Una mañana, mientras barría, reparó en algo que refulgía en
el suelo:
—¡Oh…! ¿Qué será eso que brilla? ¡Ay…! ¡Una
moneda de oro! ¡Una moneda de oro! –dijo, saltando de
alegría.
Después de dar una docena de brincos –y algo cansada–, la
ratita se sentó en las escaleras y se puso a pensar en lo que haría
con ella:
—¿Compraré bombones? No, que los dientes estropearé.

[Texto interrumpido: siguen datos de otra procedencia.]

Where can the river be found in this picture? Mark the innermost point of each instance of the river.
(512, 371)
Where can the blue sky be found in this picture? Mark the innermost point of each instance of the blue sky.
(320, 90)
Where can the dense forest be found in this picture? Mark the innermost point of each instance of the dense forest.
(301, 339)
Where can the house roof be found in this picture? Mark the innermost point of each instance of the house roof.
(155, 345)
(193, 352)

¿Compraré piñones? No, que los dientes me afearán. No
necesito una falda, ni un sombrero, ni… –decía la ratita,
indecisa.
Después de mucho cavilar –ya le dolía la cabeza–, la ratita
exclamó feliz:
—¡Ya sé! Compraré el lazo más bonito del mundo para mi
rabito.
Y dicho y hecho. La ratita corrió tanto que llegó en un instante
al mercado.
—¿Cuál es el lazo más bonito que tienes? –le preguntó a la
tendera, que tenía sobre el mostrador lazos grandes y pequeños,
de colores discretos y llamativos.
—Tengo muchos, guapa. ¿Qué te parece este?
—¡Ay, no, es muy pequeño!
—¿Y este otro?
—Tiene muchos adornos.
—¿Y aquel?
—¡Ay, no, que es de una tela muy tiesa!
—¡Vaya! Y aquel verde, ¿no te gusta más?
—Mmmmm –dijo, poco convencida.
La ratita, que era muy presumida y andaba siempre muy
elegante, no quería comprar cualquier lazo y no pararía hasta
conseguir el mejor: un verdadero lazo de órdago.